Primeiro, é importante entender como é feito um diagnóstico psiquiátrico. Os médicos costumam repetir que as doenças psíquicas são causadas por algum desbalanço químico no cérebro, e um remédio equilibraria isso. Mas nenhuma pesquisa conseguiu comprovar que há diferenças no cérebro de uma pessoa psicótica ou deprimida. É uma teoria que só faz sentido a partir de uma lógica inversa: sabemos que certos antidepressivos aumentam os níveis de serotonina. Portanto, a depressão deveria ser causada pela falta de serotonina. “Segundo esse raciocínio, podemos dizer que a febre é causada por falta de dipirona”, compara Maria Aparecida. É até mais seguro afirmar que na verdade ocorre o contrário: o uso de psicoativos provocam alterações anatômicas que causam doenças psiquiátricas reais. E isso não é segredo: os próprios laboratórios admitem que o uso de psicoestimulantes podem aumentar as chances de um surto psicótico. Nos Estados Unidos, existiu um estudo sobre adolescentes com transtorno de humor que que estavam internados por conta de surtos psicóticos. Mas 85% desses pacientes não tinham nada na sua vida anterior que sugerisse essa tendência. No entanto, estavam tomando substâncias psicoativas há mais de três anos”, exemplifica.

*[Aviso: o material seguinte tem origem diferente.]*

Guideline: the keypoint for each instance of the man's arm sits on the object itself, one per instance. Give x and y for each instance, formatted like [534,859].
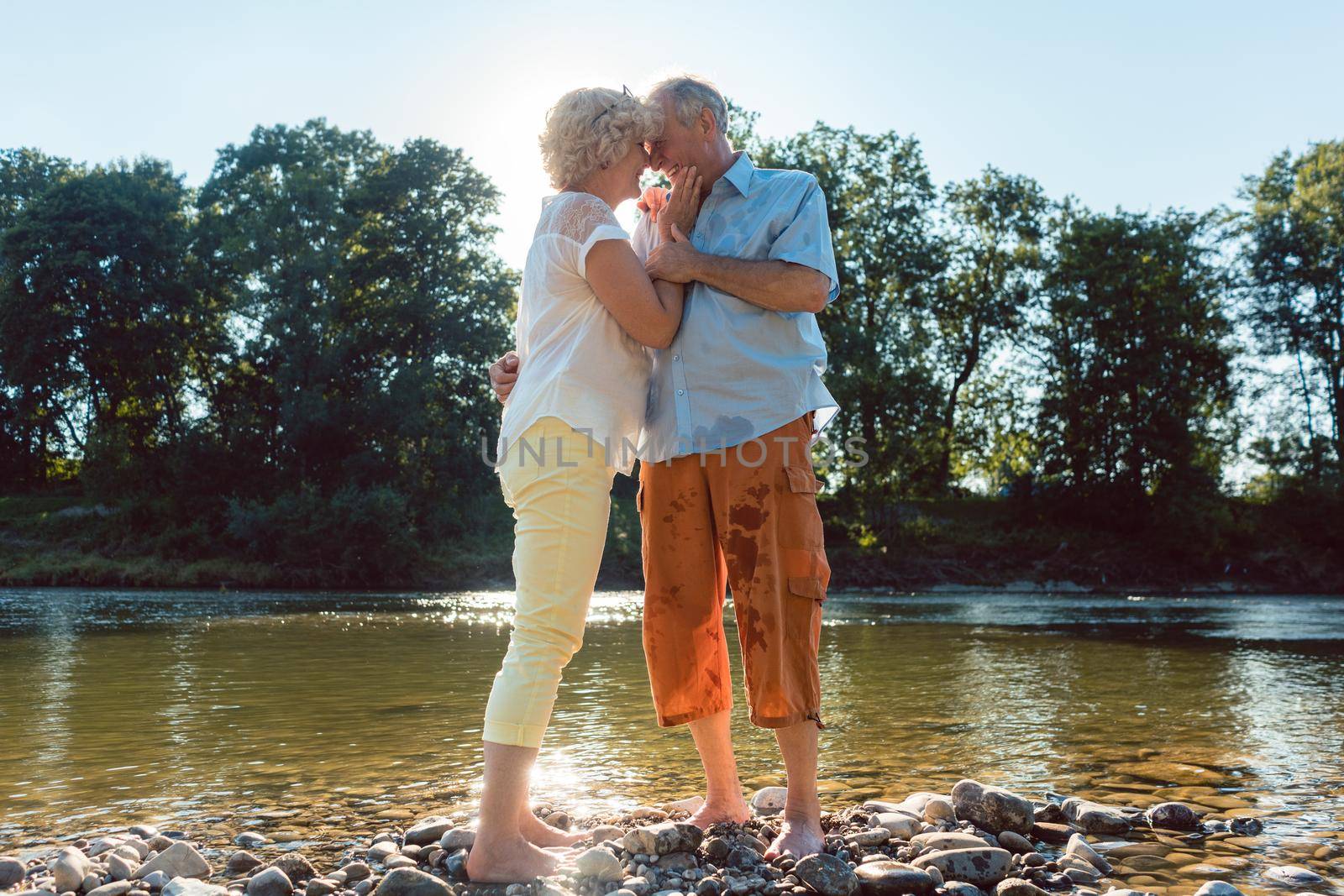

Precisamos tentar ao máximo lidar com nossas próprias dores
A neurocientista Nancy Andreasen publicou diversas pesquisas que mostram que o uso continuado de antipsicóticos encolhem o córtex pré-prontal do cérebro – ou seja, uma lobotomia. O nome antipsicótico assusta, mas é esse tipo de medicamento comumente receitado para transtorno bipolar. Antes, o diagnóstico recebia outro nome: psicose maníaco-depressiva. Com o rebranding, a doença perdeu o estigma e ganhou glamour, virou conversa cotidiana, alavancando as vendas de remédios. “A tristeza é desvalorizada socialmente, é necessário que seja suplantada, a pessoa precisa voltar ao trabalho, e dessa forma a patologização torna-se uma estratégia de produção de eficiência”, analisa Fernando Tenório. Hoje, cada pessoa tem um transtorno para chamar de seu, e parece que não causa mais espécie falar do assunto, mas nem por isso desapareceu o tabu. “O lado positivo da popularização dos antidepressivos é ilusório. O estigma volta de imediato quando ocorre um surto psicótico real”, diz Maria Aparecida.

A tristeza, a angústia e o vazio no peito fazem parte da vida. Muitas vezes, quem apenas está passando por um momento difícil, mesmo que seja apenas existencial, ganha um rótulo médico inapropriado, e busca resolver uma questão profunda tratando apenas o sintoma, através de uma “pílula da felicidade”. “As medicações podem ter função em situações extremas. É o último recurso quando as demais tentativas falharam. Nós precisamos tentar ao máximo lidar com nossas próprias dores. As dificuldades são um trampolim para irmos além de nós mesmos. O nó psíquico não pode ser abafado, precisa ser processado, e esse processamento traz sabedoria, amadurece, alarga a alma. A medicação impede que esse desabrochar interno aconteça”, diz a filósofa e psicanalista Viviane Mosé. Em 1992, por exemplo, luto deixou de ser um critério que excluía a possibilidade do diagnóstico de depressão. Ora, é saudável vivenciar o luto, por mais doloroso que seja, e quando esse processo é silenciado por uma medicação, nós perdemos parte do que nos torna humanos.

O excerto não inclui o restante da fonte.